Distilling all this down - it seems like alphabetic reading (at least in English) IS linear in some sense - but maybe not to the extent one might expect.

In other words - it's a purely empricial question which of character-based and phonetic systems facilitate recognition more. I, for one, would be very interested in knowing the answer - though as I said, I suspect that it's true that characters are easier to recognize than strings of letters.

(My friend mentioned something about Korean - which really DOES "box" its letters into characters. It would be especially interesting to compare Korean reading rates to those of English and Chinese. I suspect Korean wins.)

There isn't really an overall point here - just that I find such information-theoretic linguistic questions fascinating. Presumably what is going on with "minimal size effects" in Chinese has an explanation in straightforward, Shannon-esque terms. The more "information" in a character, the harder it is to identify - because this is an effect of playing subconscious "20-questions" with it. What I'm curious about is whether the well-known Zipf frequency effects come into play here: are more frequent characters also less likely to have large numbers of strokes? I mean, trivially in any corpus study we would find that they do - just because of the particle "le" (which only has one stroke and is hugely common) and because family names tend to have complex characters. But controlling for those two? I wonder... There's a good case that you might not - because for independent reasons I would imagine that a logographic system is more resistant to change than a purely phonetic one, leading to a possible retention of complex characters in uses that increased in frequency over time over and above what one would expect in alphabetic systems.

But no answers - the studies either have yet to be done, or else (more likely) I'm simply unaware of them. In any case, while I suspect that Chinese characters ARE easier to identify than strings of alphabetic words, I'm not convinced that we really know why, or that our hunches about why are necessarily correct. It's an interesting field for future study.

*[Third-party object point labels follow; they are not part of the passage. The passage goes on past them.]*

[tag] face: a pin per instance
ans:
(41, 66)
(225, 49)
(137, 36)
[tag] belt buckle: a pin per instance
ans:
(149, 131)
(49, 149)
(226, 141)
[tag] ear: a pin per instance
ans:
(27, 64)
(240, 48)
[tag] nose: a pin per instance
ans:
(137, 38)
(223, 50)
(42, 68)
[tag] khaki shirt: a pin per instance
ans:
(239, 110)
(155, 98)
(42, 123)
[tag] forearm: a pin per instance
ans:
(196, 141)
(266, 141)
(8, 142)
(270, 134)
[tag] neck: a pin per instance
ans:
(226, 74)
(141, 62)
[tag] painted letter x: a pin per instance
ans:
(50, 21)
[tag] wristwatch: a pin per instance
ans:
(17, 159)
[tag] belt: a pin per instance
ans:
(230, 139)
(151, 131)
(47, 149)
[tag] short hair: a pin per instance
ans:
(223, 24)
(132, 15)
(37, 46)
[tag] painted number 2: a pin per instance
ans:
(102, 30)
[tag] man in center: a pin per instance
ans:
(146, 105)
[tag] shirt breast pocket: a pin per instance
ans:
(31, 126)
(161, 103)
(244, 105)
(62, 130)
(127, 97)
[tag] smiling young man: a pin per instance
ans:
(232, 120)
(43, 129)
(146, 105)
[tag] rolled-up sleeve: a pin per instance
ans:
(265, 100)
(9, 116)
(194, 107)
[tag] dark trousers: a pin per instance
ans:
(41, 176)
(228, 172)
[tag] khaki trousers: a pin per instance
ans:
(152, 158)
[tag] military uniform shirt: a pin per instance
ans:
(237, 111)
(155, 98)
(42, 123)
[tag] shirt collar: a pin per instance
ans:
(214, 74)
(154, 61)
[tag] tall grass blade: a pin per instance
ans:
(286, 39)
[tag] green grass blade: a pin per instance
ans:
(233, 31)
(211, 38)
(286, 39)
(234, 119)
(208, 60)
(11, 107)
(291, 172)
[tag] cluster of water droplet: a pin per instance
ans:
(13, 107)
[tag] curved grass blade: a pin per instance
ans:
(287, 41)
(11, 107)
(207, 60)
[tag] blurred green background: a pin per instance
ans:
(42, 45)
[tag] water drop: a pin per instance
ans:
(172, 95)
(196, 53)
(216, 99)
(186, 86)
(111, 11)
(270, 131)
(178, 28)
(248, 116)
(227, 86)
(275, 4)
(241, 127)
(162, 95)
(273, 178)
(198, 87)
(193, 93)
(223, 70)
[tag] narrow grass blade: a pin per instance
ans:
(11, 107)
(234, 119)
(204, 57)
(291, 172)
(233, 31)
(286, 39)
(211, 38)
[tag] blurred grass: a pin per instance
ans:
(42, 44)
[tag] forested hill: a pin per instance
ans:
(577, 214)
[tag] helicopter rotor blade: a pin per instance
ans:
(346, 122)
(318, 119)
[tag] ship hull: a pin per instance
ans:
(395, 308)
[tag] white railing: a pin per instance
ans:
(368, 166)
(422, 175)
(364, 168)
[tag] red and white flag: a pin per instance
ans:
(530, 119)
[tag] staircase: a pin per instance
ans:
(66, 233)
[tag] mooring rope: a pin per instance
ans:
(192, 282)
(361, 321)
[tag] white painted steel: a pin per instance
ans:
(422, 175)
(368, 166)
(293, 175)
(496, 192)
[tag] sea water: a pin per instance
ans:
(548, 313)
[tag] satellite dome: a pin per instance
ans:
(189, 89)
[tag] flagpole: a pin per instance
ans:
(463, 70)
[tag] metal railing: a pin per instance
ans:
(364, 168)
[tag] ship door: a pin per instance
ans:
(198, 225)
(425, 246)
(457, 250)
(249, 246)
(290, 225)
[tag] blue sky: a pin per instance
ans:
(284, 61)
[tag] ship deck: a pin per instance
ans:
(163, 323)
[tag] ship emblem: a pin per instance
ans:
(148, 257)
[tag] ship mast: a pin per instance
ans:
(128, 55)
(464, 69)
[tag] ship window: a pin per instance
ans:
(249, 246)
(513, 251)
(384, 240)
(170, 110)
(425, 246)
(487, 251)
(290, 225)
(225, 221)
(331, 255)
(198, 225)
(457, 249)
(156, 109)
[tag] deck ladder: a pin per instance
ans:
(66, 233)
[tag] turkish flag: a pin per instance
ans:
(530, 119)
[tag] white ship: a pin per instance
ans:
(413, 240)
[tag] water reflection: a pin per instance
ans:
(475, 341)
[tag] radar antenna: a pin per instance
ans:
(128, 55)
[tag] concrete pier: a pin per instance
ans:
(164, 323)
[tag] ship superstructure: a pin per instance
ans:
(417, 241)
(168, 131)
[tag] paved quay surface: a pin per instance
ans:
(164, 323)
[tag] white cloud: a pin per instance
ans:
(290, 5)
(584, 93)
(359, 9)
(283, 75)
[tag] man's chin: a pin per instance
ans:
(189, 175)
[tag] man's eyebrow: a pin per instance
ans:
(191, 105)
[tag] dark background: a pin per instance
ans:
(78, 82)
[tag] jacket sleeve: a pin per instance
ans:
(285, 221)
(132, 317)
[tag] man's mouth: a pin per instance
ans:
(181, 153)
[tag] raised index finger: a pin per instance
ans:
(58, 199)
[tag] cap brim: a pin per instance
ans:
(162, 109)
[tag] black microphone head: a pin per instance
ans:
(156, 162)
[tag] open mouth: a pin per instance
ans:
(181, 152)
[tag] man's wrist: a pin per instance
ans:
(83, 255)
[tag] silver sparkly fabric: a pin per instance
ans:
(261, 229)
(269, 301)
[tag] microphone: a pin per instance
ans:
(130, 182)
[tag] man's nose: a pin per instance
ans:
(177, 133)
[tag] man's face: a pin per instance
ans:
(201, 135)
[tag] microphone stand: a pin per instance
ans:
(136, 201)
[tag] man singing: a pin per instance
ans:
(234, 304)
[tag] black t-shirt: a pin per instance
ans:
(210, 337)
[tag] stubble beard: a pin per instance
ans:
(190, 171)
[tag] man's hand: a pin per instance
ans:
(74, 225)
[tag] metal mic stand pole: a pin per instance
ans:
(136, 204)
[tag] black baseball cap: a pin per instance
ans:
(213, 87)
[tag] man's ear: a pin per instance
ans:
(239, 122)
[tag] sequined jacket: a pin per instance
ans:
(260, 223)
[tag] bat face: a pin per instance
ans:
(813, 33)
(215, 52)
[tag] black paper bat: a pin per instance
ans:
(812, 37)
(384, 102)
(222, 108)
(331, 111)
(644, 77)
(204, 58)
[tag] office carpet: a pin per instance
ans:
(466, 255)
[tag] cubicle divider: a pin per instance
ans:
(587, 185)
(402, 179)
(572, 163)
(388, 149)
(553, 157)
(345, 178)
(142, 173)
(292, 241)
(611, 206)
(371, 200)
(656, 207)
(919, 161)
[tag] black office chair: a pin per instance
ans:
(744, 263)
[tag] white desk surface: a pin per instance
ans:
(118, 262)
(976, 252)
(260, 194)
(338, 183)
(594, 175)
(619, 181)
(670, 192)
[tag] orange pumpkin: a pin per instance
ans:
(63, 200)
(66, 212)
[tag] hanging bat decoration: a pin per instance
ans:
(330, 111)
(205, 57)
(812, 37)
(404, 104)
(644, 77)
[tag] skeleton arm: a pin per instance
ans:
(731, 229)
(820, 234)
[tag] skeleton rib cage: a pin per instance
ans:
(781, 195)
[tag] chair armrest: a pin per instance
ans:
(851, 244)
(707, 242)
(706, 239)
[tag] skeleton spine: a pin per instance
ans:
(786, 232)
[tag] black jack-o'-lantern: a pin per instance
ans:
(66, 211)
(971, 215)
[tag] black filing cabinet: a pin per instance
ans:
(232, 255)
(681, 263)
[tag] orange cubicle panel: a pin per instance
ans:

Another interesting question for me is how English word-recognition times fare with respect to more regular languages that have longer words on average than English - like Dutch and Finnish. I suspect that in spite of the longer sequences, Dutch and Finnish readers are faster because the more reliable phonetic information aids them. English - which has a fairly messy disconect here (which is unfortuantely not total, as in Chinese, in which case it could arguably be an advantage) - is probably unnecessarily confusing.